Paraguay's Senate began a trial on Friday that could result in the ouster of President Fernando Lugo, following his impeachment the day before.
Adolfo Ferreiro, one of the president's lawyers, said that Lugo wouldn't appear at the trial in the Senate and would be defended by his lawyers. The Senate is trying Lugo for allegedly having a role in a deadly confrontation involving landless farmers that left 17 dead.
Thousands of demonstrators gathered at Asuncion's main square in front of Congress to show their support for Lugo and condemn the trial. They waved flags and chanted slogans including: "The people, united, will never be defeated!"
Police separated groups of pro- and anti-Lugo protesters.
Paraguay's lower house of Congress voted to impeach Lugo on Thursday, and the president said he would face the trial. In an interview with the Venezuela-based television channel Telesur, Lugo called it an attempt to carry out an "express coup d'etat."
This shows Lugo's political weakness. He couldn't build an alternative to the Colorado Party, which stayed under the shadows building power and winning more support.
- Roberto Bacman, an Argentine political analyst
A delegation of foreign ministers from the Union of South American Nations, or Unasur, arrived in Paraguay ahead of the trial to discuss the crisis.
Lugo's allies including the leaders of Bolivia and Ecuador have expressed concern and support for the president. Ecuador's president, Rafael Correa, said on Thursday night that Unasur could not "recognize the new government" if Lugo were to be ousted.

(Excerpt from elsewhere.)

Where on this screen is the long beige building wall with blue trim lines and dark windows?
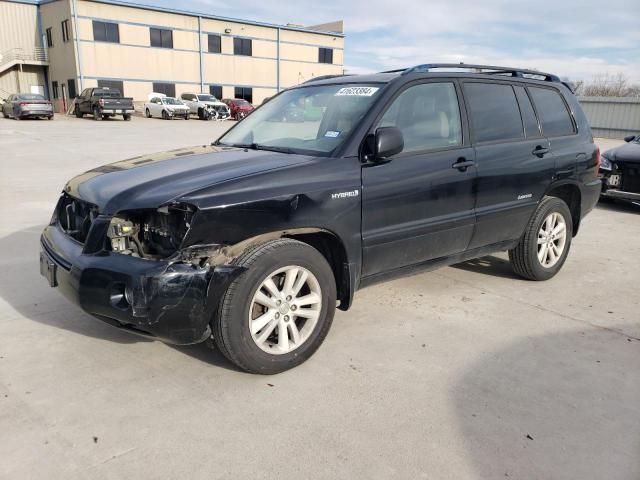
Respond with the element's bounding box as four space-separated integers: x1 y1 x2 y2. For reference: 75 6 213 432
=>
67 0 344 104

Venezuelan Vice President Elias Jaua also backed Lugo at rally in Venezuela, calling it a struggle for "democracy to be respected."
The growing crisis has put Paraguay's fragile democracy to a test, and prompted frightened residents to close shops and pull children out of schools fearing potential violence.
The impoverished, landlocked nation has a long history of political instability. Lugo was elected four years ago on promises of helping the South American country's poor, but his more moderate government allies have increasingly turned against him in recent years.
If ousted, Lugo would be replaced by Vice President Federico Franco. Franco, of the Authentic Radical Liberal Party, "is ready to assume command and pacify the country," said Liberal lawmaker Enrique Sallim Buzarquis.
Lugo's election in 2008 ended 61 years of rule by the Colorado Party, and he has constantly clashed with Congress, where he has few firm allies.
Roberto Bacman, an Argentine political analyst, said he thinks all signs point to a political "conspiracy."
"This shows Lugo's political weakness. He couldn't build an alternative to the Colorado Party, which stayed under the shadows building power and winning more support," Bacman said.
The trigger for the current impeachment was an attempt by police to evict about 150 farmers from a remote, 4,900-acre (2,000-hectare) reserve, which is part of a huge estate owned by a Colorado Party politician. Advocates for the farmers say the landowner used political influence to get the land from the state decades ago, and say it should have been put to use for land reform.
Seventeen people died in the clash and many people blamed Lugo.
Lugo, 61, has expressed sorrow at the confrontation and accepted the resignations of his interior minister and his chief of police.
Fernando Estenssoro, a political analyst at University of Santiago in Chile, said the political conflict seemed capable of triggering violence, even though technically Lugo's opponents appeared to be operating within the constitution.
"Nothing's illegal up to now. But the constitution needs to be reformed. An impeachment trial where a president has only two hours to defend himself? It's absurd. Where else have you heard of something like that?," Estenssoro said. "His supporters are not going stand by with their arms crossed while he's removed from power."